1964 - The Year The Sixties Began - Joshua Zeitz
Joshua Zeitz confirms in this essay what many of us intuitively understood, but were unable to put our fingers on. The 1960s, that decade of activism and men's long hair and the Vietnam War, really began on January 1, 1964. Dr. Zeitz uses three events, the arrival of the Beatles, the Mississippi Freedom Summer, and the Gulf of Tonkin events that led to the escalation in Vietnam.
How do we intuitively know this? For most of us, it is probably musical. The Beatles didn't top the charts in the United States until 1964. That is a pretty clear demarcation for popular music. As Dr. Zeitz says, the music prior to the arrival of the Beatles was strictly Fifties, crooning innocent music. He recounts their arrival in New York and explains how they were the right band at the right time for a generation looking to break out from the clean cut image of their parents.
Dr. Zeitz continues his description of 1964 by focusing on Andy Goodman and his decision, at the age of 21, to help out the Civil Rights movement in Mississippi. His story is harrowing stuff and is largely forgotten today unless you are interested in the origin of the Civil Rights Act and ending of Jim Crow in the American south. Using Andy's parents in the story brings home the anguish of our personal decisions.
Then there is the incident in the Gulf of Tonkin off the coast of North Vietnam. Controversial and far-reaching in its consequences, the resolution made by Congress that gave the President a free hand in escalating the war is still part of our war culture today. There was a time when Congress had to issue a Declaration of War before the President could legally and purposefully send troops into conflict. Dr. Zeitz also sheds some light on President Johnson's quandary when it came to the rabid anti-communist feeling in the country.
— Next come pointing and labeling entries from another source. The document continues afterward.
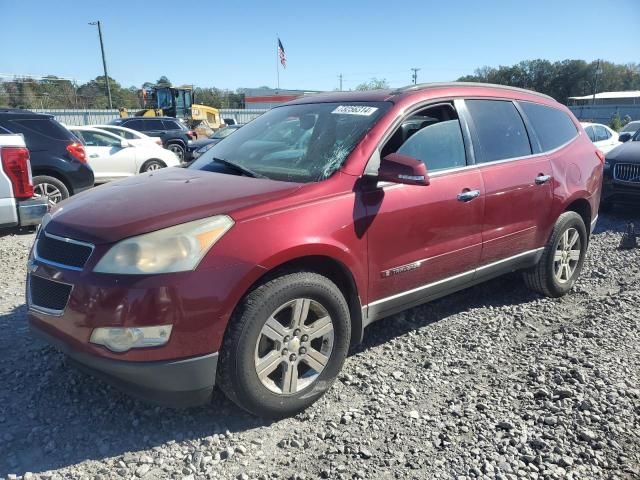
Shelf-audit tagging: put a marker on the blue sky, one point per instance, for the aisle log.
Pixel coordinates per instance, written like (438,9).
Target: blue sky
(232,44)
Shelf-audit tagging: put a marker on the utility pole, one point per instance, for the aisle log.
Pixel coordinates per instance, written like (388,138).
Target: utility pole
(595,82)
(104,62)
(414,76)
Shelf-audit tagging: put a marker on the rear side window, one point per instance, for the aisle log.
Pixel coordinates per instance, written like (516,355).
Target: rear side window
(590,133)
(601,133)
(553,127)
(500,130)
(40,132)
(153,125)
(136,125)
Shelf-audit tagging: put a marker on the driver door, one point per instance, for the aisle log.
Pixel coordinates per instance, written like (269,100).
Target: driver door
(425,240)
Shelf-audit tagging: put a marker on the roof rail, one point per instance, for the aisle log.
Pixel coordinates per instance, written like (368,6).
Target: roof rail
(425,86)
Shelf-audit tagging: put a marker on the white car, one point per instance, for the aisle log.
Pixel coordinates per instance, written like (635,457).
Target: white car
(133,136)
(112,157)
(602,136)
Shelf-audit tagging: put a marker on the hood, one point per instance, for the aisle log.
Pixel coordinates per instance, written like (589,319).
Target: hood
(627,152)
(161,199)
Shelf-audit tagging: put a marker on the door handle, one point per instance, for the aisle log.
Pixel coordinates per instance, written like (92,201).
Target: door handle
(468,195)
(540,179)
Today is my birthday. I was born in 1964, the year the Sixties began happens to be the year that I began a life of my own. Usually, around a birthday, we think back on that birth year and we wonder what it was like to bring a baby into the world. My parents were oh so young, my mother was still a teenager. I don't know how these events affected them, though I did grow up with a lot of Beatles records around the house.